The latest sapphic storyline to get tongues a-wagging is an upcoming film about Mary Anning, who – according to the Natural History Museum –, was “the unsung hero of fossil discovery”. Shut up. Anning was a rock star. She was not, as far as anyone knows, a lesbian – but she will be when played by Kate Winslet in Ammonite, which began shooting in Lyme Regis this week.

The film is directed by Francis Lee (of the beautiful God’s Own Country), with Saoirse Ronan to play Anning’s made-up wealthy younger lover. A spokesman told the Telegraph that the film, although inspired by Anning’s life, is “not intended to be a biopic”.

Although the aforementioned Colette (played by Keira Knightley in the film) is an actual queer icon, the breathless lesbian love affairs of both Lizzie Borden (played by Chloë Sevigny in Lizzie) and Queen Anne seem to have been somewhat exaggerated for cinematic effect. Now same-sex relationships are being made up altogether, apparently without any basis in fact. Are producers saying that history is not sexy enough? Or that women are not interesting enough?

One could argue – and many keen geologists online are – that Anning is a fascinating enough figure to hold cinemagoers’ attention without the need for a steamy affair. Barbara Anning, a relation, was quoted as saying: “I believe if Mary Anning was gay she should be portrayed as gay and this should also be by a gay actress. But I do not believe there is any evidence to back up portraying her as a gay woman. I believe Mary Anning was abused because she was poor, uneducated and a woman. Is that not enough?”

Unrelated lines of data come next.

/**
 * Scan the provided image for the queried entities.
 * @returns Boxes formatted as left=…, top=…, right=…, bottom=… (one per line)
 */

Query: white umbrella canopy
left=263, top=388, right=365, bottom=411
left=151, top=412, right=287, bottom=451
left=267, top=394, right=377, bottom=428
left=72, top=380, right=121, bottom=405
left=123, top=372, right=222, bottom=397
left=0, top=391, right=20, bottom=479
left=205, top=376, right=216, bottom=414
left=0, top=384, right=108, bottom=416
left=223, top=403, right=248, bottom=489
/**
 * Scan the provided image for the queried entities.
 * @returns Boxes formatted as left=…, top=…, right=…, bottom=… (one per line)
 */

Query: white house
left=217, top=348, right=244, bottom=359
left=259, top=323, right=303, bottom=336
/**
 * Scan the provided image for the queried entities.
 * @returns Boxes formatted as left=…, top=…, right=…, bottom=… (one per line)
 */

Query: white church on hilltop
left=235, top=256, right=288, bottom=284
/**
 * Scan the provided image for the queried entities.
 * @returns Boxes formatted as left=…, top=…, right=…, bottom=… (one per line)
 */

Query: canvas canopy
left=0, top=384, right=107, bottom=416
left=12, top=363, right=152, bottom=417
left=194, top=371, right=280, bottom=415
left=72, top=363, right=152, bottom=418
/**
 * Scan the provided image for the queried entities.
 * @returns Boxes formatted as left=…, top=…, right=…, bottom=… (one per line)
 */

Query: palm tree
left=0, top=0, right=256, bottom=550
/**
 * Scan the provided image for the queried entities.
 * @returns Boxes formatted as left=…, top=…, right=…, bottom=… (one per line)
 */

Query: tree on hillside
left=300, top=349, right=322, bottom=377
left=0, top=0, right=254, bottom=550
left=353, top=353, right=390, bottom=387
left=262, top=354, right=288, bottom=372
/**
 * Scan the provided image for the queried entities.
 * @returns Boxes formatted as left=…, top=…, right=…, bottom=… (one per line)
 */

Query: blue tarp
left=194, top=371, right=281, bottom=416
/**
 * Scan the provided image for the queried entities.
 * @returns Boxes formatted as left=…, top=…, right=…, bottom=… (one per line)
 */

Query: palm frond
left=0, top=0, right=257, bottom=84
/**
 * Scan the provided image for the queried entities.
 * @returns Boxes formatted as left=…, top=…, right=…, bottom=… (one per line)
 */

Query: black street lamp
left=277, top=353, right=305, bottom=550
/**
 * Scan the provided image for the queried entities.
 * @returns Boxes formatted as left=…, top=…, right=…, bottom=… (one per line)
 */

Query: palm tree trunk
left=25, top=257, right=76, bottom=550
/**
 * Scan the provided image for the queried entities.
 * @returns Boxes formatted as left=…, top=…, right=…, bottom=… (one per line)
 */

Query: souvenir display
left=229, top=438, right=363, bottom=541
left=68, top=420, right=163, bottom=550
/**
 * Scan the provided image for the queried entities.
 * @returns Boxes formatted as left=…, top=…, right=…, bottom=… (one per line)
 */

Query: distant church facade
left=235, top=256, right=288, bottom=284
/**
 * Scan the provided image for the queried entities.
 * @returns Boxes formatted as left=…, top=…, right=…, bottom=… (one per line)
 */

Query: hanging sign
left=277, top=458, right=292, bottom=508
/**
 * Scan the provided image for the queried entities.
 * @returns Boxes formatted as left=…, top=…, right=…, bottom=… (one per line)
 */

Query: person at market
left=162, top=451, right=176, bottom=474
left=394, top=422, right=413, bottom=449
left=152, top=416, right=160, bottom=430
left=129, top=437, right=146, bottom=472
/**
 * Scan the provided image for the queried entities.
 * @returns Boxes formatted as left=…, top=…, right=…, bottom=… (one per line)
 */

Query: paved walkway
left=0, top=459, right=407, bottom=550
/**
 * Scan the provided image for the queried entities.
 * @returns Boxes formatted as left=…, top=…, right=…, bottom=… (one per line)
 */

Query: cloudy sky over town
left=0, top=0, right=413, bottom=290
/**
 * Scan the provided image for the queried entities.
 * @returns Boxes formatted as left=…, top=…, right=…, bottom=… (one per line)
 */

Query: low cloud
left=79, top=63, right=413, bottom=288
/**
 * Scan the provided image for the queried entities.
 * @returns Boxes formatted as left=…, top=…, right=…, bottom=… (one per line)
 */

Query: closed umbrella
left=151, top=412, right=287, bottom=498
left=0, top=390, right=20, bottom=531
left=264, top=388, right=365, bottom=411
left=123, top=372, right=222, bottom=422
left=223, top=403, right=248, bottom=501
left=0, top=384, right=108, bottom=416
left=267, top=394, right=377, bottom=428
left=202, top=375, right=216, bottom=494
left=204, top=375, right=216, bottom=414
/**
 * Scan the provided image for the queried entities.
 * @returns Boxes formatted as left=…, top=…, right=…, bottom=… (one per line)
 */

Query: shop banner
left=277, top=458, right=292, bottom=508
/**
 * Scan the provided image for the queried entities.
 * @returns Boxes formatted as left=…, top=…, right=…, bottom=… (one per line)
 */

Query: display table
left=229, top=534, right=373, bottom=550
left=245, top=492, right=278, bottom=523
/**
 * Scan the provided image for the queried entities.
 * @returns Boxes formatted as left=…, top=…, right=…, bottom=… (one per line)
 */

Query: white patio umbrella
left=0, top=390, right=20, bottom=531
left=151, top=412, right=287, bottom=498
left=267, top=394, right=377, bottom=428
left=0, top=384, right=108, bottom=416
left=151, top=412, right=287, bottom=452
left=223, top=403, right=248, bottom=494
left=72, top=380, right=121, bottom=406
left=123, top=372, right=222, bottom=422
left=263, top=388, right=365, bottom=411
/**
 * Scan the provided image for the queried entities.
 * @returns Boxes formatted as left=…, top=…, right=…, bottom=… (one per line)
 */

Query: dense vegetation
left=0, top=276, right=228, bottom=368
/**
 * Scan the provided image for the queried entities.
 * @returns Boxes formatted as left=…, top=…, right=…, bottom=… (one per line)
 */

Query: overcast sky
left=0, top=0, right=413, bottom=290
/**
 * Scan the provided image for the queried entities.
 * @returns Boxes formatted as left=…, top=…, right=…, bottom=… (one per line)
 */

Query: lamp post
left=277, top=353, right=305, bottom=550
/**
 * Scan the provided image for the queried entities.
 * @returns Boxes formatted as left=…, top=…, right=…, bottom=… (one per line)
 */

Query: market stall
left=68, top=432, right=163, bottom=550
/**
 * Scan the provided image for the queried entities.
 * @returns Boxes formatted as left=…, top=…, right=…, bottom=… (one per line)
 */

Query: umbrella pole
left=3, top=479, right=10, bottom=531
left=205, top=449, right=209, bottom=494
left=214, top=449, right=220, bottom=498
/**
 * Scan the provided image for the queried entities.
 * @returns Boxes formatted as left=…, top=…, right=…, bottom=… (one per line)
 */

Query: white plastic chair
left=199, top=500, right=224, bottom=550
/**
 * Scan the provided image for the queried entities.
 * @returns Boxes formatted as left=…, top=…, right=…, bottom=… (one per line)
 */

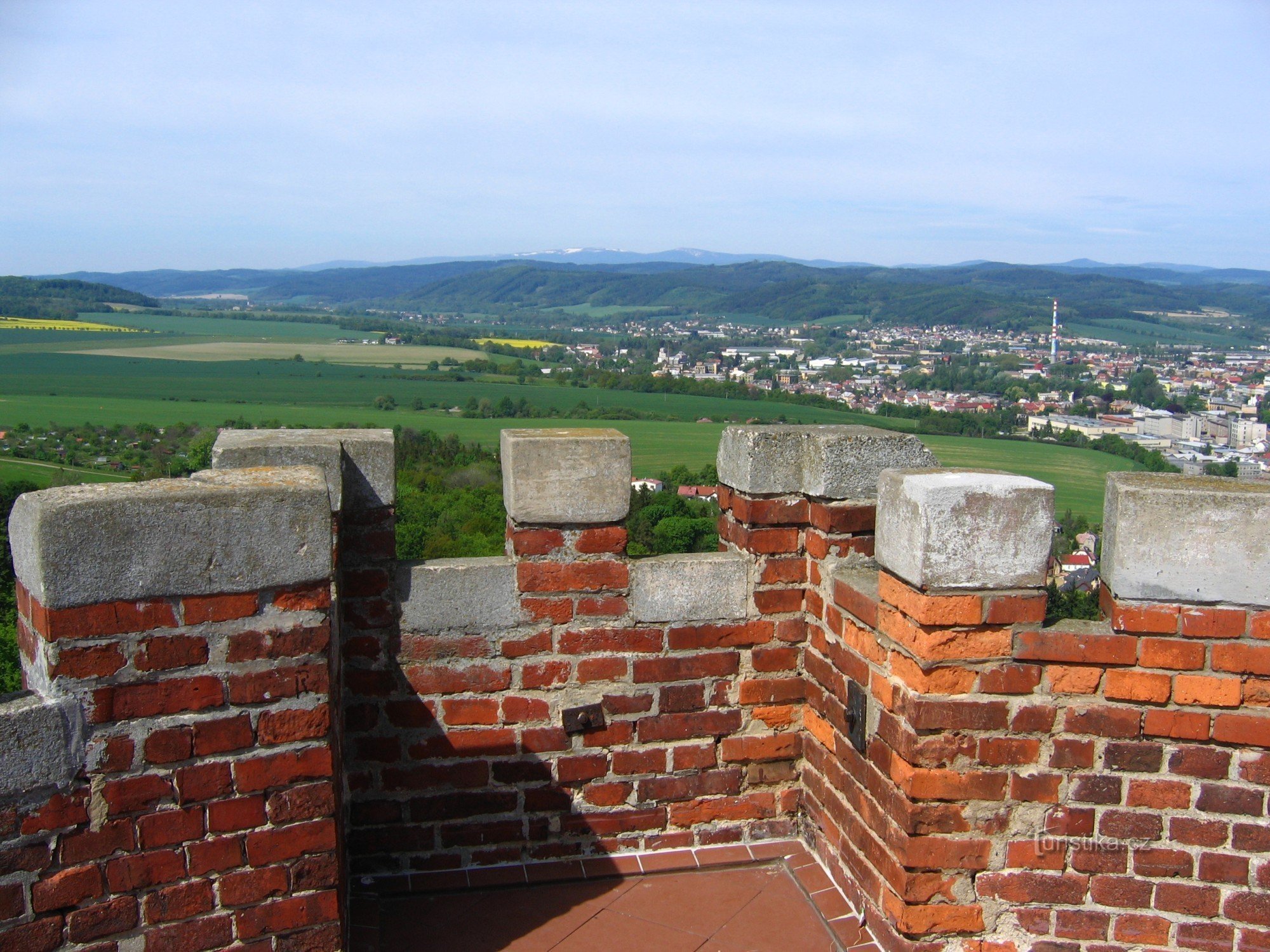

Speaking only for myself – scratch that: speaking for all lesbians – it is often very exciting to see ourselves reflected in popular culture. Whether they are fictional characters or based on historical ones, I’m all for lesbians on screen. But it is immensely damaging that LGBTQ relationships are being fetishised for entertainment – and depressing to think that the mass audiences may not be interested in women unless they’re in bed together.